Without the Navigator gene and those who bear it, there simply would not be an Imperium of Man. At best, Humanity’s control of the stars would be limited to those planets that could entirely support themselves and a few scattered petty empires. Contact with other worlds would be scant to non-existent, for travel between all but the very closest of star systems would be too ponderous, and too dangerous, to be practicable. Without a Navigator, a vessel is limited to warp jumps of only a few light years at a time, and exact calibration must be undertaken by massive banks of cogitators as even the smallest of errors will have fatal consequences for the vessel and every soul aboard. Without a Navigator, to cross even the smallest of interstellar gulfs without the most detailed and ancient charts is considered a desperate or foolhardy act by most void-farers and suicidal by those who truly understand what horrors lurk beyond the material universe.

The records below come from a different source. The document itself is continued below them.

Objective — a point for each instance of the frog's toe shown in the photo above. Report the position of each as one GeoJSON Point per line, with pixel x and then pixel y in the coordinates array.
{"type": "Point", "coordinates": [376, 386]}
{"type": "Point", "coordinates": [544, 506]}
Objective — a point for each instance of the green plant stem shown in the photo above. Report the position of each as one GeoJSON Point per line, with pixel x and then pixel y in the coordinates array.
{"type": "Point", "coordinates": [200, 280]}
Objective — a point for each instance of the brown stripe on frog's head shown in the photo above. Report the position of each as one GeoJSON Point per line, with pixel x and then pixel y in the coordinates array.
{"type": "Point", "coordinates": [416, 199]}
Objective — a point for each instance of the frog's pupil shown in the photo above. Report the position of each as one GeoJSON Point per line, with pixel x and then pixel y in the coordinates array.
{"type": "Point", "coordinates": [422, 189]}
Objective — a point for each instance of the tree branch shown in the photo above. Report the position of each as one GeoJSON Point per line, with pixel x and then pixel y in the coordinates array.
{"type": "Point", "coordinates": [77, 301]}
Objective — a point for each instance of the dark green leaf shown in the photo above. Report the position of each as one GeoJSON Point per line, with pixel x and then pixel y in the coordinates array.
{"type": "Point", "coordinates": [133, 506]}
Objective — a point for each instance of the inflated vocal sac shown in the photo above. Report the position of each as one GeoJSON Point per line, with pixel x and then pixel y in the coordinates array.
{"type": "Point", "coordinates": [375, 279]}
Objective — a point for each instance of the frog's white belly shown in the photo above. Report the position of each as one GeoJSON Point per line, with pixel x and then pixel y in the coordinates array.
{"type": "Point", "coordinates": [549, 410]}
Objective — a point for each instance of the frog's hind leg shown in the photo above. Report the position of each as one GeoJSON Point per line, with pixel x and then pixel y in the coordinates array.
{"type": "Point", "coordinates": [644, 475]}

A Navigator is the scion of one of the great Navigator houses. These bloodlines are said by some to be older than the Imperium itself and by others to be a direct creation of the God-Emperor when he walked in mortal form. Over the millennia, they have garnered great power and influence thanks to the Imperium’s reliance on them, but at the same time are caged by convention and tradition. A Navigator wants for nothing, yet in reality is often a slave of their station. Thanks to their Warp Eye, they are able to pierce the veil between the Materium and the Immaterium, between reality and the nightmarish realms beyond. Able to perceive the warp’s shifting contours and impossible currents, they can guide a vessel by dint of their skill and the immeasurable aid of the light of the Astronomican, the Emperor-forged and soul-burning beacon that shines across the galaxy from ancient Terra. The life of a Navigator is one of duty and service to their house, yet many would have it no other way, for they are never truly more alive than when ensconced in their navigation sanctum, gazing into the insane, swirling depths of the Immaterium, pitting their will and their wits against the ravening storm of energy and thought that lurks behind all things others call real.

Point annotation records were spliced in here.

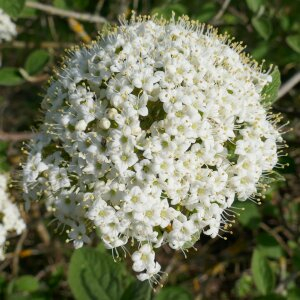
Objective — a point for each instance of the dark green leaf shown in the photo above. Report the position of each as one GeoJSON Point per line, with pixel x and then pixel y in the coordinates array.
{"type": "Point", "coordinates": [254, 5]}
{"type": "Point", "coordinates": [171, 293]}
{"type": "Point", "coordinates": [271, 297]}
{"type": "Point", "coordinates": [293, 294]}
{"type": "Point", "coordinates": [249, 216]}
{"type": "Point", "coordinates": [243, 286]}
{"type": "Point", "coordinates": [294, 42]}
{"type": "Point", "coordinates": [263, 26]}
{"type": "Point", "coordinates": [12, 7]}
{"type": "Point", "coordinates": [137, 291]}
{"type": "Point", "coordinates": [10, 76]}
{"type": "Point", "coordinates": [26, 283]}
{"type": "Point", "coordinates": [268, 246]}
{"type": "Point", "coordinates": [36, 61]}
{"type": "Point", "coordinates": [94, 275]}
{"type": "Point", "coordinates": [270, 91]}
{"type": "Point", "coordinates": [296, 259]}
{"type": "Point", "coordinates": [263, 275]}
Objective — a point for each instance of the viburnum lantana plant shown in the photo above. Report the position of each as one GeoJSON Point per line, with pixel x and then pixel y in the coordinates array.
{"type": "Point", "coordinates": [7, 27]}
{"type": "Point", "coordinates": [150, 134]}
{"type": "Point", "coordinates": [10, 219]}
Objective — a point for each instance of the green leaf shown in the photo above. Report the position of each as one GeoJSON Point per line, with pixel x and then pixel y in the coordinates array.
{"type": "Point", "coordinates": [263, 26]}
{"type": "Point", "coordinates": [270, 91]}
{"type": "Point", "coordinates": [270, 297]}
{"type": "Point", "coordinates": [60, 4]}
{"type": "Point", "coordinates": [137, 290]}
{"type": "Point", "coordinates": [26, 283]}
{"type": "Point", "coordinates": [268, 246]}
{"type": "Point", "coordinates": [293, 294]}
{"type": "Point", "coordinates": [263, 275]}
{"type": "Point", "coordinates": [12, 7]}
{"type": "Point", "coordinates": [294, 42]}
{"type": "Point", "coordinates": [296, 259]}
{"type": "Point", "coordinates": [243, 286]}
{"type": "Point", "coordinates": [36, 61]}
{"type": "Point", "coordinates": [171, 293]}
{"type": "Point", "coordinates": [254, 5]}
{"type": "Point", "coordinates": [249, 216]}
{"type": "Point", "coordinates": [94, 275]}
{"type": "Point", "coordinates": [10, 76]}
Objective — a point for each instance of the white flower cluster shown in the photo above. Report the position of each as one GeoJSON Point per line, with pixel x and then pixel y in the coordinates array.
{"type": "Point", "coordinates": [7, 27]}
{"type": "Point", "coordinates": [10, 219]}
{"type": "Point", "coordinates": [149, 135]}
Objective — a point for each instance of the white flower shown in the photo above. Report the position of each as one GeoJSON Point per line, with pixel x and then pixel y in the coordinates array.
{"type": "Point", "coordinates": [7, 27]}
{"type": "Point", "coordinates": [149, 136]}
{"type": "Point", "coordinates": [10, 219]}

Each Navigator perceives the warp in an entirely subjective manner as a reflection of their own unique nature, for even such as they may not stare into the abyss and face its true form without suffering the utter destruction of mind and soul. Some perceive the dimension in terms of a journey through a storm-wracked forest, knowing that to stray from the path is to surrender to the horrors that lurk within. For others, the warp appears as a raging sea, or a desert engulfed in a sandstorm, or a shifting city of night, or a million other potential forms. As Navigators gain in experience and power, the abstraction fades, and they are capable of observing the true warp through a polarized state—their third eye filtering the horror.
But even for those so designed on a genetic level to endure the warp’s horrors, there is still a price to pay. Navigators who have served the longest may become wracked with bodily failure, incipient madness, and inevitable mutation, and ultimately they become virtual prisoners reliant on the life-sustaining machinery of their sanctums. Conversely, those newly come into their calling often revel in their rank and wealth, affecting rakish mannerisms and caring little for the petty concerns or trivial realities of life in the Imperium, each knowing that such a life is for them a thing that must one day pass. Those that embrace this wild, almost nihilistic attitude are often attracted to service aboard a Rogue Trader vessel, striking out into the darkness almost as if fleeing the inevitable fate they must one day face. Others owe their dangerous service thanks to some hidden crime or misdemeanor among their own kind or through connection to an infamous and some might say tainted bloodline.
Regardless of whatever idiosyncrasies a Navigator might bear, they are essential to the operation of a Rogue Trader vessel and given great leeway by their Rogue Trader, for should a vessel lose its Navigator beyond the fringes, any such vessel, and all who serve aboard her, is surely lost.